Brampton Mayor Patrick Brown said in a tweet on Monday that the hospital system was at full capacity but thanked the three hospitals which took in patients from Brampton Civic and Etobicoke General hospitals.
While it continues to deal with the demand in ICUs, the hospital has also begun rolling out COVID-19 vaccines.
Vilma Whyte, a personal support worker with Tullamore Care Community, was the city's first recipient of the Pfizer-BioNTech vaccine under Phase One of the Ontario government's three-phased immunization program.
Brown said vaccine rollout day was a long-awaited day for residents and front-line workers of the city.
"It's a great relief today that V day has arrived in Brampton, we've been hit really hard by this pandemic. We have so many essential workers on the front line," Brown said.
"This was desperately needed."
As the vaccine continues to roll out to front-line workers in Peel Region with 50 vaccinated Tuesday and 90 scheduled for Wednesday, the goal is to hit 300 vaccinations a day in the coming weeks, Ferrari said.
On Tuesday, Peel Region logged an additional 504 COVID-19 cases.
The region emerged as a COVID-19 hotspot early on in the pandemic, largely due to many residents being essential workers, making it more likely to come into contact with the novel coronavirus.
According to recent projections, after the holidays, Ontario could see upwards of 300 people taking up beds in ICUs under any scenario.
There are now 285 people with COVID-19 being treated in intensive care units, according to Critical Care Services Ontario.

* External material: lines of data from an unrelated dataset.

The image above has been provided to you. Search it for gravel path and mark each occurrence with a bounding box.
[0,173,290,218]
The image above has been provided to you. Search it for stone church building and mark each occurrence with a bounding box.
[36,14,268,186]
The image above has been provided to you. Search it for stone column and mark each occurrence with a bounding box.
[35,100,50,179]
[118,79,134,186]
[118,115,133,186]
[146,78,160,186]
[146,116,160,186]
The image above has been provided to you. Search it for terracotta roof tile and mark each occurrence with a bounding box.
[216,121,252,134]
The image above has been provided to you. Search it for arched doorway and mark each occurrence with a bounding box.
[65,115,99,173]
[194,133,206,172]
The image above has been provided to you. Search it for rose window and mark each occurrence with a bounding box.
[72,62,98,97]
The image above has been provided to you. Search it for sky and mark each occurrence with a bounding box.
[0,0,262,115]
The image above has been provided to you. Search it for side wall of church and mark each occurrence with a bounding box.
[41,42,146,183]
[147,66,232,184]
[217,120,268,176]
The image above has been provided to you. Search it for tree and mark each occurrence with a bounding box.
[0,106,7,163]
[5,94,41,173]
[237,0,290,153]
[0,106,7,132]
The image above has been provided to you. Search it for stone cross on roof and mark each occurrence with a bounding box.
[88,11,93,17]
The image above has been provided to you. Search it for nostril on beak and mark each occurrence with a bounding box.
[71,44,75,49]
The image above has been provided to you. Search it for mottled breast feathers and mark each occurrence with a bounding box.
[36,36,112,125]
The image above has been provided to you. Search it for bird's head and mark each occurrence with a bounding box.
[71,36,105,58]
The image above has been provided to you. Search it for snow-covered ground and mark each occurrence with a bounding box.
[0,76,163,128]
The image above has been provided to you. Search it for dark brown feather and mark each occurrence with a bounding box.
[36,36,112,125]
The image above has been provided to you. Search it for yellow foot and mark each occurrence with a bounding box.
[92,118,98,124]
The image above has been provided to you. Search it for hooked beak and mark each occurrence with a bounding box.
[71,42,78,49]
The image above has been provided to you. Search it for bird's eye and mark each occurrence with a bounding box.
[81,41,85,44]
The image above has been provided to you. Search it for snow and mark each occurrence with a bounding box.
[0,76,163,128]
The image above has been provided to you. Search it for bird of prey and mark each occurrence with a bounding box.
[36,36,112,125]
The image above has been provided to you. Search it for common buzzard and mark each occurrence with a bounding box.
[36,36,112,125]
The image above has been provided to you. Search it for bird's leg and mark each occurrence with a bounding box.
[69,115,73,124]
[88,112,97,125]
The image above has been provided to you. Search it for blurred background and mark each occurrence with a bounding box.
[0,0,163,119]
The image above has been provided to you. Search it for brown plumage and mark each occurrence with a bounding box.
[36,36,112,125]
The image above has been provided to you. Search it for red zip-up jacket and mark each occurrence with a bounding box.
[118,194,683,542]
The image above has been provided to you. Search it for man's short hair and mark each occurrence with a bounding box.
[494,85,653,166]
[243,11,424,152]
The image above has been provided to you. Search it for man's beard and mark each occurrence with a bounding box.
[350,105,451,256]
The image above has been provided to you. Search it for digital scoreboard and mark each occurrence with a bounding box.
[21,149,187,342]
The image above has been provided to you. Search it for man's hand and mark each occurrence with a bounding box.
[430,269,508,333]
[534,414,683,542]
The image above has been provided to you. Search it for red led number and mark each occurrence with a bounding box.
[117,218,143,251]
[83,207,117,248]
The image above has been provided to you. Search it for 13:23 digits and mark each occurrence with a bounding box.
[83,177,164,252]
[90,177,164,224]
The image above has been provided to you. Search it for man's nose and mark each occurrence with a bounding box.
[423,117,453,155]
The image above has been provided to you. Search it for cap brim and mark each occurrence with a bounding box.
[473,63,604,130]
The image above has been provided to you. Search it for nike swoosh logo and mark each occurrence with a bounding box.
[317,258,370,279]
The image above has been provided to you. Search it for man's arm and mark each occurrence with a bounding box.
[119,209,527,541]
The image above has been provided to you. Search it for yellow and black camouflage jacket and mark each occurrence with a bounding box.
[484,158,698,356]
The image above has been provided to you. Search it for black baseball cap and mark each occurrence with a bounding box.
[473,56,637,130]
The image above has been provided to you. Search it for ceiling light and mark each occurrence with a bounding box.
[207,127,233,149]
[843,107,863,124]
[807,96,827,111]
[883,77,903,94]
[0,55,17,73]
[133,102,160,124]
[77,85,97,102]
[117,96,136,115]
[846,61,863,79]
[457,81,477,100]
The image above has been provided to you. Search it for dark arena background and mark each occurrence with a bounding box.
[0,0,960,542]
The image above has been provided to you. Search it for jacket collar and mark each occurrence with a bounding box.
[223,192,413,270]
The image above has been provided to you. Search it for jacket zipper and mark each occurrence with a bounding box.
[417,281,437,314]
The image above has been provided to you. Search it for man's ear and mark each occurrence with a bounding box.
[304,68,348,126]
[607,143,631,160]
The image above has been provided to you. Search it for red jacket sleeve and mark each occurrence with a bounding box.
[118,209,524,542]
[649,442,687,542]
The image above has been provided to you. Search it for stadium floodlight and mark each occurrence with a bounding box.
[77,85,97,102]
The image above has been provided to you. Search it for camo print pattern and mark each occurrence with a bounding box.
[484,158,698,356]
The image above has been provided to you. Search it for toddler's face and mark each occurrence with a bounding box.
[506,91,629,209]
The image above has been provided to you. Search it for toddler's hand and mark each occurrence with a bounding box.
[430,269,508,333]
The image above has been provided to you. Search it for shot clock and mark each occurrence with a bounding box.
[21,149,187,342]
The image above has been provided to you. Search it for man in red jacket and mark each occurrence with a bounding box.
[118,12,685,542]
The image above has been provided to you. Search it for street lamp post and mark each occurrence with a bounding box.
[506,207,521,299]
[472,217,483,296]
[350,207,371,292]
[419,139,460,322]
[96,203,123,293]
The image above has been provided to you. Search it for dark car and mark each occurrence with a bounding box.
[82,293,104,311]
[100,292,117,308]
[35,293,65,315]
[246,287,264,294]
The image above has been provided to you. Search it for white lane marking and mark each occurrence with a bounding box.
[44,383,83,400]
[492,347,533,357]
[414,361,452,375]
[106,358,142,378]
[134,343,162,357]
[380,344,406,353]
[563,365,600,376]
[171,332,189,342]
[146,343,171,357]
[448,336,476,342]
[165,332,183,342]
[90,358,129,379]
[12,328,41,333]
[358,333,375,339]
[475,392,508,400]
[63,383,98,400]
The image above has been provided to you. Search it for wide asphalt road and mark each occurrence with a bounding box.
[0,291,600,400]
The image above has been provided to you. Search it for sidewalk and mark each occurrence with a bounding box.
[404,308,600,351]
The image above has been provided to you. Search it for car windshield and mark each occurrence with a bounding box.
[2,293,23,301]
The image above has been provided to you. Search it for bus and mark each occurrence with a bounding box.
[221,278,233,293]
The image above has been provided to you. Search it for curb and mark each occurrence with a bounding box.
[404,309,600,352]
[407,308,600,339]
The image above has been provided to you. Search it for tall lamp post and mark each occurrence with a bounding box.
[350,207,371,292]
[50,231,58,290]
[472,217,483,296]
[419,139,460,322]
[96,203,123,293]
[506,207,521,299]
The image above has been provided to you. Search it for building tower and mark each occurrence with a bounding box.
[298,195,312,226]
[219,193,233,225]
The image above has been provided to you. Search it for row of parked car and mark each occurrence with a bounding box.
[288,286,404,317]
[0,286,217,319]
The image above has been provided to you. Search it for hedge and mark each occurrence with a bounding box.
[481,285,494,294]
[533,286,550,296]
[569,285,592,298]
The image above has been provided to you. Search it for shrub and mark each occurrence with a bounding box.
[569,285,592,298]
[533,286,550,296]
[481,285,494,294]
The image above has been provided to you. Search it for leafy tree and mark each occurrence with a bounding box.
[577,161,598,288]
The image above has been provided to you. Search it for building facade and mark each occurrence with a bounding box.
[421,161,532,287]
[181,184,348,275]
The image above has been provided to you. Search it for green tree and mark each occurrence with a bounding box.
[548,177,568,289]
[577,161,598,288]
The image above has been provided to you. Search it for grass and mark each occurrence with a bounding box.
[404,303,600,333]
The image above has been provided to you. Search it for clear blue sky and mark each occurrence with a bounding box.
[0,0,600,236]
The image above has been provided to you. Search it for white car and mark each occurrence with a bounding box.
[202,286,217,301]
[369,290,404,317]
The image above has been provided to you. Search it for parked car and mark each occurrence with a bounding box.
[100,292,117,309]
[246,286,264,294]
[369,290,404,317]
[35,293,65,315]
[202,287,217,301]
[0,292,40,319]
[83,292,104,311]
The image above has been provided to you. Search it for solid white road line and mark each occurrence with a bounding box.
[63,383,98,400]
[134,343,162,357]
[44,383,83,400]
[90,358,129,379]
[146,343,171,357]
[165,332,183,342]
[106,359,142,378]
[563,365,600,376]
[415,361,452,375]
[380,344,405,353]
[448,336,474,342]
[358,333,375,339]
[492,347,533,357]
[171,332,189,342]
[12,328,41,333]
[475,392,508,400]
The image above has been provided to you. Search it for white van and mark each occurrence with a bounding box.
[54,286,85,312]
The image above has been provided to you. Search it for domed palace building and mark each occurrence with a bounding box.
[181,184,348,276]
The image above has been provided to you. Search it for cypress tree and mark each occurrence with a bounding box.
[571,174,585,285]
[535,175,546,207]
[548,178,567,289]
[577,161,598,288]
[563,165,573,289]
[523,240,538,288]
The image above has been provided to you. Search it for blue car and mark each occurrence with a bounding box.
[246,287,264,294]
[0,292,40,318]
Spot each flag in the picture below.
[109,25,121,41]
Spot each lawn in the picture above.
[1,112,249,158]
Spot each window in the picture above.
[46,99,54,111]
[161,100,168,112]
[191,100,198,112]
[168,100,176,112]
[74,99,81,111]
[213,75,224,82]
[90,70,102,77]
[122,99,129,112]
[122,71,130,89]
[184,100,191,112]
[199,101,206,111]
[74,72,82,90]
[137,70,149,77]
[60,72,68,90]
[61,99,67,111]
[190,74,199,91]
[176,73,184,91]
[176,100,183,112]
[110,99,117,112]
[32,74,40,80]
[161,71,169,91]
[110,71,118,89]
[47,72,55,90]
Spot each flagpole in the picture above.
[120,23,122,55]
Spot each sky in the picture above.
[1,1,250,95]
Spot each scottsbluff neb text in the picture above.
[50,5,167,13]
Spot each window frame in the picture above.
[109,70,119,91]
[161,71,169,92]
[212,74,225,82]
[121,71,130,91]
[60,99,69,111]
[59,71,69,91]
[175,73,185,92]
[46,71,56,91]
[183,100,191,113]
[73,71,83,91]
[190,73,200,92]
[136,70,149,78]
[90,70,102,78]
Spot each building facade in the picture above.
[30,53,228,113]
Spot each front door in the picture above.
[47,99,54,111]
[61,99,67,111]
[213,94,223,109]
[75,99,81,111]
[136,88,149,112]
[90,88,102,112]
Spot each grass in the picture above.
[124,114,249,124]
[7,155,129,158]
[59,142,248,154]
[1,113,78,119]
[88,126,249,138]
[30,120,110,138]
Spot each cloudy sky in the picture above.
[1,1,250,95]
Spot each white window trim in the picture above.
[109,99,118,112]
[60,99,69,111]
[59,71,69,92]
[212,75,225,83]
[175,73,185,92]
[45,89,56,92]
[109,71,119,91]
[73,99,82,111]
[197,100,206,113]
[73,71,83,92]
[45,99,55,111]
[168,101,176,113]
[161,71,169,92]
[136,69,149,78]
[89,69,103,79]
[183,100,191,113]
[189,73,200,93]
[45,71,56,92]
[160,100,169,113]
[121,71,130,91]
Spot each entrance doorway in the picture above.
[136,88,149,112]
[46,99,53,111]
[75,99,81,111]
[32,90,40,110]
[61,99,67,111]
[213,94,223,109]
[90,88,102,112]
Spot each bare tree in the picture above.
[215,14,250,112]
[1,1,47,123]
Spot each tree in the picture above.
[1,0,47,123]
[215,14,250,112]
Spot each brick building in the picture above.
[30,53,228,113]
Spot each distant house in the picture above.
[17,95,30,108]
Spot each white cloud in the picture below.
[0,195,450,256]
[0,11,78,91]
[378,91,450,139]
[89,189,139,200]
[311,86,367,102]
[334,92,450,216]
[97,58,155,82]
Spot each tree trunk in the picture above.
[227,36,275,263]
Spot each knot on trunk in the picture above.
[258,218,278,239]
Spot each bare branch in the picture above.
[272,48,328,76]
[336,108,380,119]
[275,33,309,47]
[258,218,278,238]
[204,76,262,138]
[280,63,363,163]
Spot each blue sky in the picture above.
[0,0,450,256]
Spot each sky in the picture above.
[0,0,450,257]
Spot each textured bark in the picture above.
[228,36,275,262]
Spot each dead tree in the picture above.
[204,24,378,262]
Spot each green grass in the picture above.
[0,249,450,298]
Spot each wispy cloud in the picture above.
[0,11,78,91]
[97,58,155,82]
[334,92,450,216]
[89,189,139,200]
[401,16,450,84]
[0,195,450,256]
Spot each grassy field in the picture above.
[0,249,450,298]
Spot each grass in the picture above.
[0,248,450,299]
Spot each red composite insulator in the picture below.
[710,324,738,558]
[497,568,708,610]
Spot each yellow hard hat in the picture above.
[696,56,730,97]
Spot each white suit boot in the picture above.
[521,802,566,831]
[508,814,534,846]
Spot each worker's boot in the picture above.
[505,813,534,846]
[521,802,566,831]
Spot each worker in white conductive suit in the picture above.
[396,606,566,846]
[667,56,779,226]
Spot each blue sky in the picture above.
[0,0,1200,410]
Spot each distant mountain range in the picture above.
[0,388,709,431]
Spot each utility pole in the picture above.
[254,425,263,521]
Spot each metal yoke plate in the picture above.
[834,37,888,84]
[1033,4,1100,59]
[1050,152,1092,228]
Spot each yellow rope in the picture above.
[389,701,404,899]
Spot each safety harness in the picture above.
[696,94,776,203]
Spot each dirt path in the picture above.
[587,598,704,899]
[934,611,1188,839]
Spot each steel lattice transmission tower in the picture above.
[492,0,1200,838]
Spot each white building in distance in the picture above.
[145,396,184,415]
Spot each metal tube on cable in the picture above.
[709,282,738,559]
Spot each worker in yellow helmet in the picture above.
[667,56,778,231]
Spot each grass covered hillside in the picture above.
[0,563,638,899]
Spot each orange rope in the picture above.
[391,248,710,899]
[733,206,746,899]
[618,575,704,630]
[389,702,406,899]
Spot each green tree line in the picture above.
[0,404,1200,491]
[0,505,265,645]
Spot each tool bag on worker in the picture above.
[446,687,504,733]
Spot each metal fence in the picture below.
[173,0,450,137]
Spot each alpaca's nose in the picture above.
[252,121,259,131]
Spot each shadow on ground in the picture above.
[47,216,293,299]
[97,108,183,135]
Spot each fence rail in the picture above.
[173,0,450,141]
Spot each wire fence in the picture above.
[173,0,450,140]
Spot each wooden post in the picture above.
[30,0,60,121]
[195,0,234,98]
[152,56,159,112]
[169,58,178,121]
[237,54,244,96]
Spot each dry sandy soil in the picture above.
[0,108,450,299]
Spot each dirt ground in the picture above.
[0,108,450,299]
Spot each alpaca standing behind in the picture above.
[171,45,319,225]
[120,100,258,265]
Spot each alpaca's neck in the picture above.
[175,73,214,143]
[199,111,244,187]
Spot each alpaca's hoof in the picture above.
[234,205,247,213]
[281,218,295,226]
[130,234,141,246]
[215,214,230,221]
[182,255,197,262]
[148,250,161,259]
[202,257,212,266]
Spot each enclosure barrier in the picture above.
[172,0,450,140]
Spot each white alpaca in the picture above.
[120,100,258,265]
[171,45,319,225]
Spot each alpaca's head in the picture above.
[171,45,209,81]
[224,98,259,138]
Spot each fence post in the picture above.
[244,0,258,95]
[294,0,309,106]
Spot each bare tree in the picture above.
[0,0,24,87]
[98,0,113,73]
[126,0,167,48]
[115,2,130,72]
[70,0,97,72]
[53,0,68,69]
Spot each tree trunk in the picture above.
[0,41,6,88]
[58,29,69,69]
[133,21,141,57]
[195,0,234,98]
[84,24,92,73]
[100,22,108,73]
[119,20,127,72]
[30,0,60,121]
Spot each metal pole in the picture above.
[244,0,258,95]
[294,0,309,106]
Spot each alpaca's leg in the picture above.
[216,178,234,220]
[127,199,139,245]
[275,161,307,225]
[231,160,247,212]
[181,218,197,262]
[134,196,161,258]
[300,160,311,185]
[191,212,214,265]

The previous high of 284 came in April, during the first wave of the pandemic.
Ferrari said staffing remains her biggest concern, but with the transferal of ICU patients, she says this will help alleviate a lot of the stress.
"We're working as a system. That has been extraordinary. Our partners are reaching out for help and we're helping each other taking on capacity and that is why we have capacity today."
She said Brampton Civic has a surge plan in anticipation for a spike to occur in the next week or so, but says it will be able to manage it.
Peel Region's Medical Officer of Health Dr. Lawrence Loh says people must remain vigilant and avoid gatherings this holiday season.
"We really, really, really strongly recommend that everyone celebrates the holidays with their immediate household only," Loh said on Tuesday.
"With our levels of community transmission and where they are right now, every interaction presents a risk of transmission of COVID-19," he said.
The region's top doctor said while there is hope with the vaccine distribution, there is still lots of work to do before the fight is over.
"As the days get longer and brighter especially with the vaccine coming, we know that our fight against this virus is going to get just that much brighter," Loh said.